Graduating student, Josh Speagle, awarded the annual Keto Prize for his thesis "Mapping the Milky Way in the Age of Gaia."

May 8, 2020
Josh Speagle

The Eric R. Keto Prize for Graduate Students in Theoretical Astrophysics, endowed with a generous donation by ITC Senior Member Eric Keto, is awarded each year for the best thesis in theoretical astrophysics by a student at the CfA, as selected by the Senior Members of the ITC.
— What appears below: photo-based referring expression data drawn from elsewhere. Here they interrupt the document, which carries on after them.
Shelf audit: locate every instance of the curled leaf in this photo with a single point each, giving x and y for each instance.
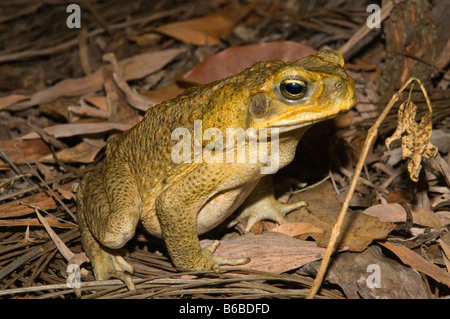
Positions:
(416, 136)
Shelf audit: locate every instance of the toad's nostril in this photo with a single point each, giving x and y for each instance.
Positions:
(339, 85)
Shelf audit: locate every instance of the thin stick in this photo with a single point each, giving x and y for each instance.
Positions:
(373, 132)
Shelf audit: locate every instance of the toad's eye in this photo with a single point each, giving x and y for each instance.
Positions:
(293, 89)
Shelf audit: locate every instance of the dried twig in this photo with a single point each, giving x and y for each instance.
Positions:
(373, 132)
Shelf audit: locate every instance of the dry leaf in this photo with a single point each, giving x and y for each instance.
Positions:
(13, 209)
(63, 249)
(410, 258)
(72, 129)
(353, 272)
(31, 150)
(296, 229)
(358, 230)
(6, 101)
(236, 59)
(270, 251)
(132, 68)
(98, 101)
(395, 213)
(208, 30)
(416, 142)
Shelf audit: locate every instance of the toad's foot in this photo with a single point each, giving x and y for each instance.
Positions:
(268, 208)
(216, 261)
(109, 265)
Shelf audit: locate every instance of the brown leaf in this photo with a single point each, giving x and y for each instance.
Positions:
(296, 229)
(13, 209)
(236, 59)
(416, 142)
(410, 258)
(52, 221)
(395, 213)
(63, 249)
(164, 94)
(31, 150)
(6, 101)
(358, 230)
(72, 129)
(353, 272)
(132, 68)
(84, 152)
(208, 30)
(270, 251)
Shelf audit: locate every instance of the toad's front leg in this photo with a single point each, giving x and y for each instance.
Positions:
(177, 209)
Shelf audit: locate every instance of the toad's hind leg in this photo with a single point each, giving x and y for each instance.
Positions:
(108, 222)
(262, 204)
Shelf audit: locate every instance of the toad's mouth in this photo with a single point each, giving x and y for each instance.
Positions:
(287, 127)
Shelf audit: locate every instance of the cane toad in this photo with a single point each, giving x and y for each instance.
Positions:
(149, 179)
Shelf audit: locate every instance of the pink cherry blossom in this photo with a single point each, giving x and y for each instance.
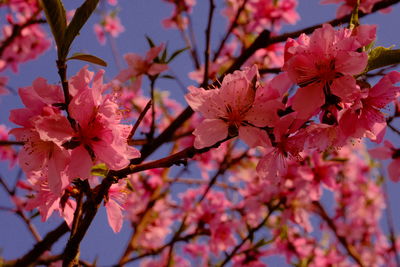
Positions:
(271, 14)
(117, 196)
(348, 6)
(99, 136)
(364, 117)
(287, 144)
(323, 66)
(110, 24)
(386, 152)
(100, 33)
(232, 109)
(3, 87)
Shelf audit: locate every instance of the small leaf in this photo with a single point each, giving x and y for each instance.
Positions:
(89, 58)
(56, 18)
(151, 43)
(381, 57)
(176, 53)
(82, 14)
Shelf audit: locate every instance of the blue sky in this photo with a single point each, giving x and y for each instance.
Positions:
(142, 18)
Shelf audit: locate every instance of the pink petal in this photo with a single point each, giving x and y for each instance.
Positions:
(253, 136)
(308, 100)
(352, 63)
(209, 132)
(114, 215)
(384, 91)
(346, 88)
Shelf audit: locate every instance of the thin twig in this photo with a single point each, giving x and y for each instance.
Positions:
(139, 120)
(249, 235)
(342, 239)
(234, 24)
(208, 40)
(40, 247)
(389, 220)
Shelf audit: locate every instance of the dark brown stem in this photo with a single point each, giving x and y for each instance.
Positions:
(139, 120)
(249, 235)
(208, 40)
(16, 31)
(91, 206)
(32, 229)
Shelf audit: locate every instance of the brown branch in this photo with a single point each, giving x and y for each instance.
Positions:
(139, 120)
(90, 210)
(41, 246)
(160, 249)
(208, 40)
(249, 235)
(234, 24)
(342, 239)
(262, 41)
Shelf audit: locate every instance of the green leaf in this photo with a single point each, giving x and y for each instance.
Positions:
(176, 53)
(151, 43)
(56, 18)
(88, 58)
(381, 57)
(99, 170)
(167, 76)
(82, 14)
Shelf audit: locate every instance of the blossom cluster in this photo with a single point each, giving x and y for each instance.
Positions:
(30, 42)
(269, 149)
(330, 105)
(59, 149)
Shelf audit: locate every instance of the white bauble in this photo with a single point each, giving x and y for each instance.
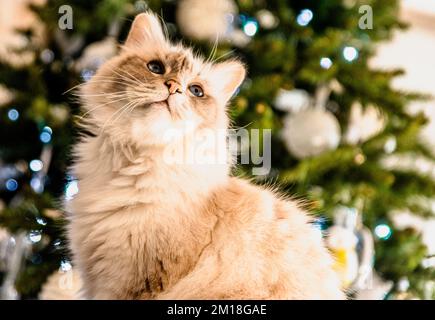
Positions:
(97, 53)
(205, 19)
(292, 100)
(311, 132)
(363, 124)
(62, 285)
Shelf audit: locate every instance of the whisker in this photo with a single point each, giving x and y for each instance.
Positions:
(100, 106)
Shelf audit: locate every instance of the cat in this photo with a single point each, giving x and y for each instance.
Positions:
(143, 228)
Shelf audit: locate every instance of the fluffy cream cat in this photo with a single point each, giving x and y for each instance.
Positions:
(142, 227)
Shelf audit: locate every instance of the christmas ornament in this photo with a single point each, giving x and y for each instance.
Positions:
(292, 100)
(363, 124)
(377, 290)
(353, 247)
(97, 53)
(6, 95)
(206, 20)
(63, 284)
(311, 132)
(17, 249)
(342, 241)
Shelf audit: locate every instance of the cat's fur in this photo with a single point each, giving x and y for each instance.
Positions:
(141, 228)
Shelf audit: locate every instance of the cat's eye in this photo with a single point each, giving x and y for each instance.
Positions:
(196, 90)
(156, 66)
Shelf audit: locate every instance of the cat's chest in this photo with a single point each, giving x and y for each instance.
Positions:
(145, 250)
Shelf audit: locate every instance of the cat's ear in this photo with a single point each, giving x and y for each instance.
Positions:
(146, 29)
(230, 75)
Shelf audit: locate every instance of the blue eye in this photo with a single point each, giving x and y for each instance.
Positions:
(156, 66)
(196, 90)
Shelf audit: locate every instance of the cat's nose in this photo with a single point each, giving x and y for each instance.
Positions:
(173, 86)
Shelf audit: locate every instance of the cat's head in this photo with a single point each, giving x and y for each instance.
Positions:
(153, 86)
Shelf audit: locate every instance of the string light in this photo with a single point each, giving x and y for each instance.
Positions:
(46, 133)
(250, 28)
(45, 137)
(350, 53)
(35, 236)
(87, 74)
(383, 231)
(36, 165)
(13, 114)
(41, 221)
(47, 56)
(11, 185)
(71, 189)
(325, 63)
(65, 265)
(37, 184)
(304, 17)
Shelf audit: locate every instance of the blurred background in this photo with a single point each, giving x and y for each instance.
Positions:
(345, 85)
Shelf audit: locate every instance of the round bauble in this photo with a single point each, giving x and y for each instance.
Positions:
(205, 20)
(311, 132)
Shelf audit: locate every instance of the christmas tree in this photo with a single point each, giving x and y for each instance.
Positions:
(340, 132)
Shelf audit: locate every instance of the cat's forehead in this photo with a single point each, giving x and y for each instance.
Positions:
(182, 60)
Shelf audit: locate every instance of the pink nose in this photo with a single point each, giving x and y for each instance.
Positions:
(173, 86)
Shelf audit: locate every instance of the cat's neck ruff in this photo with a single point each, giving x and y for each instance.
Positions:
(114, 175)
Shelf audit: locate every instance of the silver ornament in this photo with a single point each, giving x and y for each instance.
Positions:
(311, 132)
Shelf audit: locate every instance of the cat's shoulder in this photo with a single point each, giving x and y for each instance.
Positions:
(247, 200)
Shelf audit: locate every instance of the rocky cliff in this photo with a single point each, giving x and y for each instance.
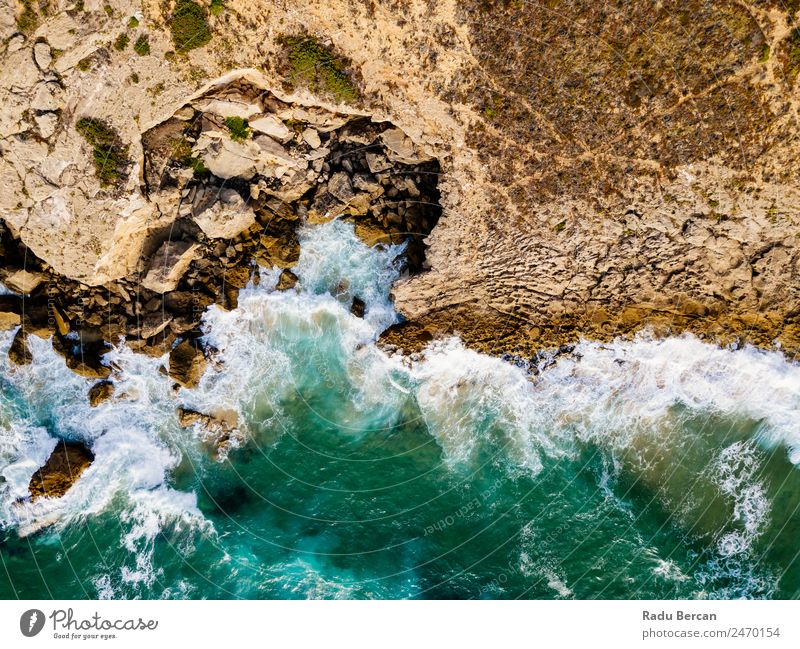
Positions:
(600, 167)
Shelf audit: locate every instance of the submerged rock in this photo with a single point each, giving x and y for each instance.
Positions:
(19, 353)
(99, 392)
(187, 363)
(286, 281)
(220, 430)
(358, 307)
(62, 469)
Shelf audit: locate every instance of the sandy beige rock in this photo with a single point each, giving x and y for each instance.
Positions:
(226, 218)
(23, 281)
(168, 266)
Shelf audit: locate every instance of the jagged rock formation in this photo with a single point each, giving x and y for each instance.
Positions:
(63, 468)
(604, 168)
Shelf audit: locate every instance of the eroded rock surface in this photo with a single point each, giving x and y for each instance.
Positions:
(63, 468)
(601, 169)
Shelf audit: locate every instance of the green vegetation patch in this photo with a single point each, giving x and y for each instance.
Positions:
(109, 153)
(182, 153)
(142, 45)
(189, 26)
(239, 128)
(122, 42)
(314, 65)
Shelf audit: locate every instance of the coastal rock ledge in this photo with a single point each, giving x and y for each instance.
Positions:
(581, 194)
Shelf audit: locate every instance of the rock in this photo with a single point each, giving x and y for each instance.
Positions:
(46, 123)
(168, 265)
(225, 108)
(88, 366)
(227, 218)
(63, 468)
(311, 137)
(42, 55)
(400, 148)
(272, 126)
(153, 324)
(62, 324)
(340, 187)
(184, 114)
(229, 159)
(99, 392)
(187, 363)
(47, 97)
(278, 250)
(9, 320)
(377, 162)
(219, 429)
(19, 353)
(368, 183)
(286, 281)
(23, 281)
(372, 234)
(238, 276)
(357, 308)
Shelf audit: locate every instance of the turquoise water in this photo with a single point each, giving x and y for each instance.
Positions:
(640, 469)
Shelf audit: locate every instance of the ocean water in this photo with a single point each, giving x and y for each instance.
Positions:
(637, 469)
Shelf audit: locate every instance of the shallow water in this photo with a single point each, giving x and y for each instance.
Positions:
(643, 469)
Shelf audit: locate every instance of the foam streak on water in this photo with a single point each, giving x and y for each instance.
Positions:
(650, 468)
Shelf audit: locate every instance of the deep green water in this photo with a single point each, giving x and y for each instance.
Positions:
(644, 469)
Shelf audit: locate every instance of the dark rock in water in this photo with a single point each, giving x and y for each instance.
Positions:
(187, 364)
(99, 392)
(357, 309)
(287, 280)
(62, 469)
(19, 353)
(407, 336)
(220, 429)
(84, 358)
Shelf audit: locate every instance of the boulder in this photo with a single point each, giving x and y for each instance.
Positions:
(99, 392)
(9, 320)
(42, 55)
(272, 126)
(168, 266)
(153, 324)
(279, 251)
(400, 148)
(228, 159)
(19, 353)
(311, 137)
(187, 363)
(358, 307)
(23, 281)
(227, 218)
(340, 187)
(46, 123)
(63, 468)
(286, 281)
(219, 429)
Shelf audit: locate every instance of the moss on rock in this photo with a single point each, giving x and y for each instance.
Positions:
(109, 153)
(189, 26)
(314, 65)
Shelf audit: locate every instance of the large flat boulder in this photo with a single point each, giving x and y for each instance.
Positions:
(62, 469)
(168, 266)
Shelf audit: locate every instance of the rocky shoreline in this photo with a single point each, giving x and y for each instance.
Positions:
(580, 194)
(238, 203)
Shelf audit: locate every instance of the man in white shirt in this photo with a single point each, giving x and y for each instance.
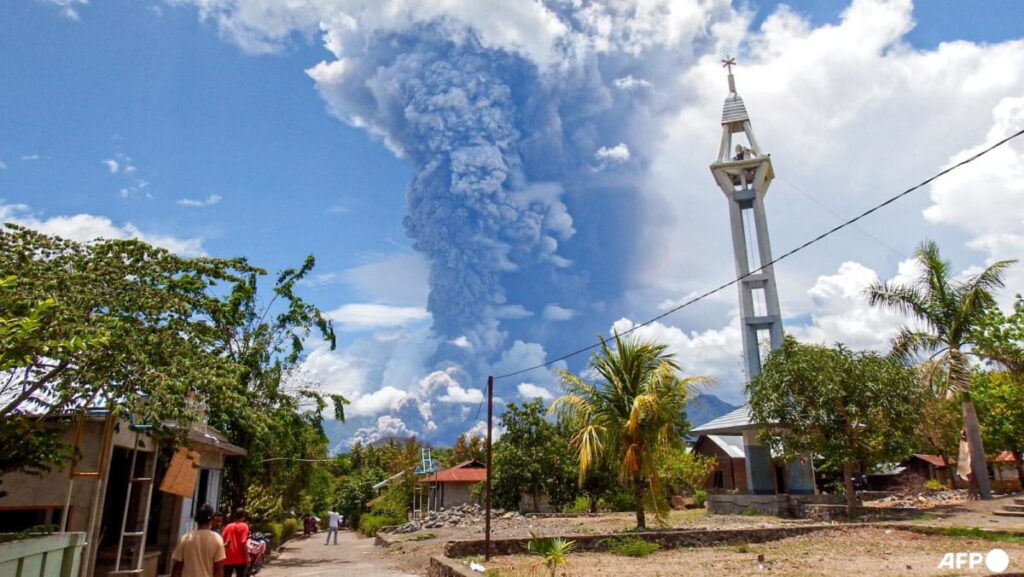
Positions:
(201, 552)
(333, 523)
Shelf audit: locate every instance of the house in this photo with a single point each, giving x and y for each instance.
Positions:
(730, 472)
(110, 487)
(453, 487)
(1006, 475)
(930, 467)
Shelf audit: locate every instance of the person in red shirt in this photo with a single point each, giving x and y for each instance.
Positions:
(237, 545)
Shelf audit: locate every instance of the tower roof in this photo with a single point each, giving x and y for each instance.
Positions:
(734, 111)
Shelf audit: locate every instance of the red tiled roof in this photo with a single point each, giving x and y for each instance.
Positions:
(466, 471)
(934, 459)
(1006, 456)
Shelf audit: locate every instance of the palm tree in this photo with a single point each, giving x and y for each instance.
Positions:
(946, 312)
(634, 411)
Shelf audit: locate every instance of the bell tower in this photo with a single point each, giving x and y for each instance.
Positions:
(743, 172)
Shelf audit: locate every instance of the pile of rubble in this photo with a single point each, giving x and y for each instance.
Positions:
(924, 499)
(462, 516)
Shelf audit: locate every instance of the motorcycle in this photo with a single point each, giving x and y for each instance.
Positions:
(258, 545)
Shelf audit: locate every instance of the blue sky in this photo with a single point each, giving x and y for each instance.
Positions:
(238, 132)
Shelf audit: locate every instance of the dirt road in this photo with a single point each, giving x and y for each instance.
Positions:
(309, 558)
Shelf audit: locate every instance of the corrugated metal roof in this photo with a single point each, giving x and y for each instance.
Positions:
(934, 459)
(467, 471)
(734, 422)
(731, 444)
(734, 111)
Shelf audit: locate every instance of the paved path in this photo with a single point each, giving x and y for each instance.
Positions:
(350, 558)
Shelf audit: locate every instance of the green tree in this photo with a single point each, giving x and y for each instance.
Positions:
(275, 412)
(945, 315)
(530, 458)
(999, 337)
(469, 447)
(118, 323)
(853, 408)
(683, 471)
(999, 396)
(629, 416)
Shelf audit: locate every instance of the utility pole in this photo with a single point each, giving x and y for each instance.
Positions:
(486, 518)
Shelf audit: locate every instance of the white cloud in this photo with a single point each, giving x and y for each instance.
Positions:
(380, 401)
(385, 427)
(616, 154)
(84, 228)
(453, 390)
(398, 279)
(529, 392)
(462, 342)
(69, 8)
(840, 313)
(512, 312)
(553, 313)
(209, 201)
(365, 316)
(478, 429)
(986, 198)
(629, 82)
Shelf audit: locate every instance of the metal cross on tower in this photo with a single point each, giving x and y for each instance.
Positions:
(743, 174)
In the Fall, Josh will begin a five year Dunlap Postdoctoral Fellowship (Dunlap Institute, University of Toronto)

Abstract of Josh's thesis

 

A central problem in astronomy is converting the 2-D positions of sources observed on the sky to their 3-D
positions in space. This has become especially important in the last decades as large-scale surveys such as Gaia are
providing astrometric and photometric measurements of billions of sources. These datasets open up an entirely
new regime for understanding galaxies such as our own Milky Way, provided we can develop the appropriate
statistical algorithms to analyze them and the computational methods necessary to apply them at unprecedented
scales.

In pursuit of these goals, I present new computational and statistical algorithms both for general use as well
as specifically to model the 3-D distribution of stars and dust using these large datasets. Using empirical stellar
models, I derive new constraints on the 3-D distribution of nearby star-forming regions. Using state-of-the-art
theoretical stellar models, I then derive the 3-D distribution of 170M stars at high Galactic latitudes along with
their associated stellar properties. I also discuss methods used to characterize systematics in both the photometric
data and the underlying stellar models.

These results are accompanied by publicly available datasets, interactive figures, and open-source code that can
be used by others to explore my results as well as further their own research interests.